JP6752023B2 - Boiler with spiral heat transfer tube - Google Patents

Description

The present invention relates to a boiler having a spiral heat transfer tube, and more specifically, by making a coil, which is a cylindrical heat transfer tube wall in which the heat transfer tube is spirally wound, double, to form an inner coil. The present invention relates to a boiler having a spiral heat transfer tube having an annular combustion gas passage between the outer coils and allowing combustion gas to flow through the combustion gas passage to heat the inner coil and the outer coil.

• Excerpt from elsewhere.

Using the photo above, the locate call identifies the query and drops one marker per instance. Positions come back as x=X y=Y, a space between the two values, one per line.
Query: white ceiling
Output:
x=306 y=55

As described in Japanese Patent Application Laid-Open No. 52-29642, there is known a boiler in which a can body is formed by a cylindrical heat transfer tube wall in which a heat transfer tube is spirally wound. This boiler has a double coil, which is a cylindrical heat transfer tube, and is installed with a gap between the inner coil and the outer coil to provide an annular combustion gas passage between the inner coil and the outer coil. .. The central part of the can body surrounded by the coil is used as a combustion chamber, and combustion is performed in the combustion chamber by a combustion device provided in the upper part of the combustion chamber, and the heat medium in the heat transfer tube is heated by the heat generated by the combustion. The lower part of the inner coil is installed with a space between it and the bottom of the combustion chamber, and the upper part of the outer coil is installed with a space between it and the upper part of the boiler, so that the combustion gas passage between the inner and outer coils is centered at the bottom. It connects to the combustion chamber on the side and connects to the exhaust stack that connects to the outside of the boiler at the top. The combustion gas generated in the combustion chamber enters the combustion gas passage from the bottom of the combustion chamber, and when it flows upward in the combustion gas passage, it heats the heat transfer tube facing the combustion gas passage and from the upper part of the combustion gas passage. It is discharged to the outside of the boiler.

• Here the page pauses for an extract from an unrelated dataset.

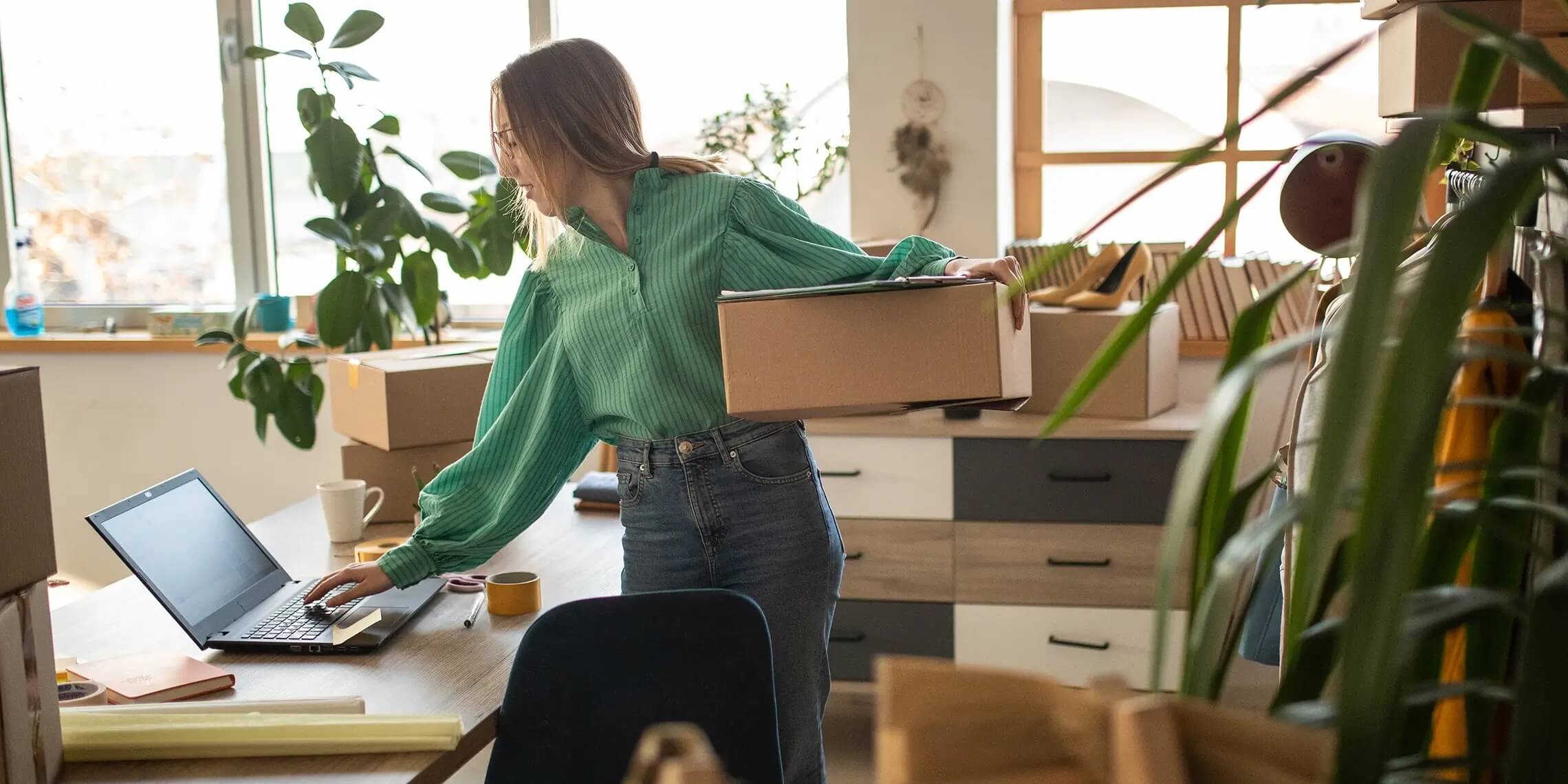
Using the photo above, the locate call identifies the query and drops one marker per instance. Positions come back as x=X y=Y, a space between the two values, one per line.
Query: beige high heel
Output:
x=1111 y=292
x=1093 y=272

In the boiler described in Japanese Patent Application Laid-Open No. 52-29642, a spacer having the same width as the passage is installed in the combustion gas passage. In a boiler that has a combustion gas passage between the inner coil and the outer coil installed in duplicate, the inner coil and the outer coil are assembled eccentrically, and if the width of the combustion gas passage differs depending on the location, the flow of the combustion gas is biased. , The amount of heat absorbed by the heat transfer tube is significantly reduced. If a spacer is installed and the distance between the inner coil and the outer coil is unified to the width of the spacer, the distance between the inner coil and the outer coil can be made constant, and the uneven flow of the combustion gas flow in the combustion gas passage is eliminated. The heat transfer tube facing the combustion gas passage can be efficiently heated.

When assembling this boiler, the heat transfer tube is usually bent by a pipe bender to make an inner coil and an outer coil, and the can body is formed by combining the inner coil and the outer coil. When installing a spacer between the inner and outer coils, either fix the spacer on the outside of the inner coil and then cover the outer coil, or insert the spacer after assembling the inner and outer coils. If the width is the same as the width of the combustion gas passage, there is a problem that the workability of assembly is deteriorated. On the other hand, if the width of the spacer is narrower than the width of the combustion gas passage, the effect as a spacer is reduced, and if the inner and outer coils are eccentric, the heat transfer efficiency is reduced.

Jikkai Sho 52-29642

An object to be solved by the present invention is to provide a boiler having a spiral heat transfer tube capable of both preventing eccentricity of the inner and outer coils and improving workability at the time of assembly.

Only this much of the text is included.